While he was locked away, Burke’s life was put under the microscope. He was demonized in newspapers and on TV, each story accompanied by a menacing, courtroom image of Burke. The sociopathic profiles were fueled by details of his home’s contents–X-rated videotapes, kitchen knives, the book “Men Who Hate Women and the Women Who Love Them.” “They didn’t mention the three Bibles in my room,” Burke says. “They could’ve just as easily said I was a religious fanatic.”

And the reports of dead cats in refrigerators had some townsfolk fearing they had a homegrown Jeffrey Dahmer. “People read the paper,” Burke says, “and thought, ‘Scary character who eats kitty burger’.” Burke is still embarrassed to admit that he gets so attached to his cats that he is reluctant to bury them. “I was heartbroken and I kept putting it off,” he says. “Nobody was supposed to know–it was just between me and the cats.”
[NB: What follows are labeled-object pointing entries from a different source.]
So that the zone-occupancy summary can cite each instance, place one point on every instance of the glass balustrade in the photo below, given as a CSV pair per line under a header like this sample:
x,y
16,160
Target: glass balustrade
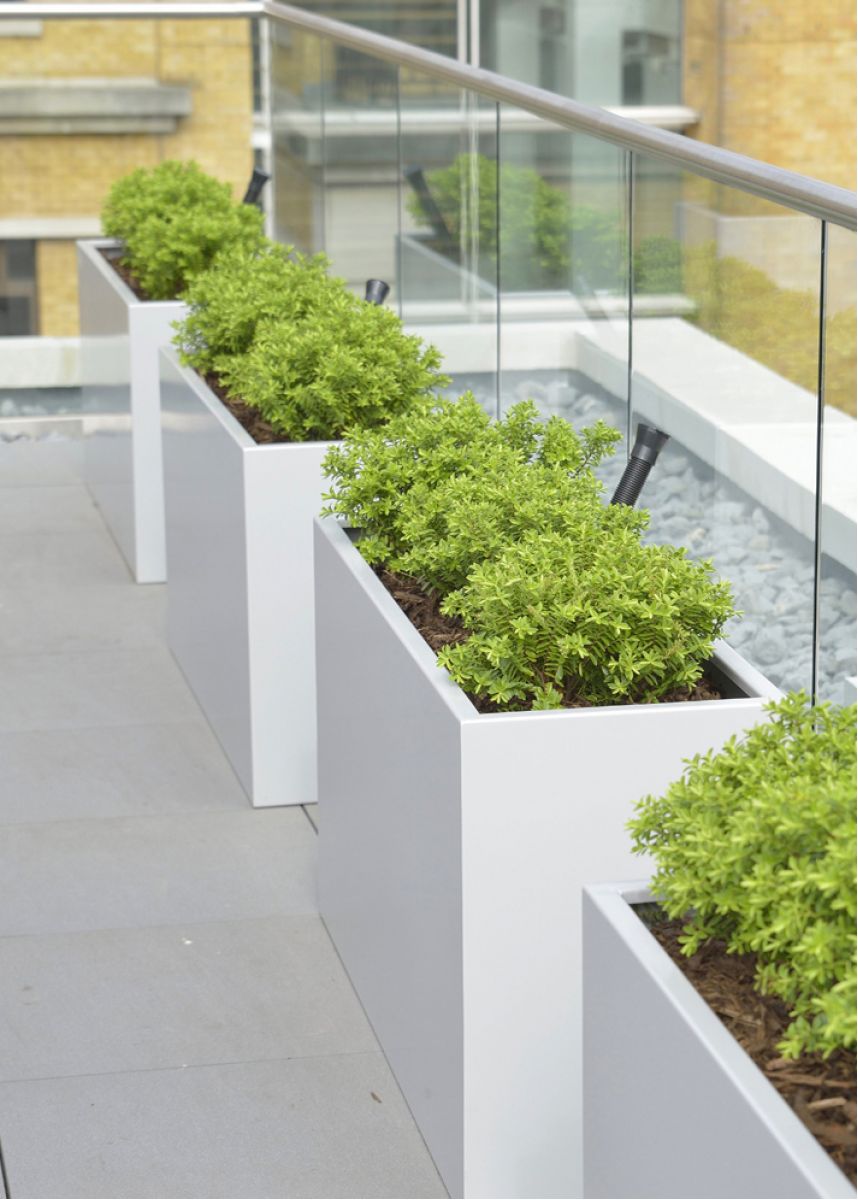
x,y
546,263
But while Burke sat in a cell, the chain of evidence that landed him there was unraveling. The forensic evidence was suspect, and a witness reported seeing a man in his 30s with a slight build and long hair in the park the morning of the murder. Later, she identified Burke, who is 6 feet 2 inches tall, 230 pounds, bald and a decade older, from an array of photos. At the annual meeting of the American Academy of Forensic Sciences, a renowned expert, Jim Starrs, singled out the Burke investigation as a succession of “grotesqueries.” Starrs criticized the techniques used to match the bite marks, saying that too little three-dimensional evidence was consulted. Lowell Levine, a New York State Police forensic specialist whose previous cases range from identifying the remains of the Romanovs to serial killer Ted Bundy, now claims he never said the match was unequivocal–despite media reports that quoted him saying, “That is Ed Burke’s bite.” After the DNA tests appeared to exonerate Burke, authorities cast them in doubt. Walpole Police Chief Joseph Betro, citing an empty carton of orange juice found near the body, told a citizens’ forum that drinking orange juice could camouflage DNA. “That’s ridiculous,” says Lawrence Kobilinsky, a forensic-science expert.

The police were understandably eager to close the case. Walpole was gripped by fear that a sadistic killer was loose, and Eddie was the only suspect ever identified; the killer is still presumably on the loose. Lt. Rick Stillman, a spokesman for the Walpole police, says, “We could not have foreseen the way this was going to go.” But Burke insists a lawsuit will be necessary “to recover my reputation.” He will need to recover more than that to break even. His life savings are exhausted: Legal bills and state-mandated home improvements have surpassed $75,000, and the city billed him $1,500 for shots, food and adoption arrangements for his cats.

Six months after he was arrested, Burke remains a pariah in a town he loves. His two favorite pet stores have banned him with “no trespass” court orders and kids drive by his home yelling, “Die, murderer! Die!” “Hopefully instead of all this crap,” he says, “at some point it’ll be clear to everyone that I didn’t do it.” By most folks’ standards, it wasn’t much of a life. But Burke would give anything just to have it back.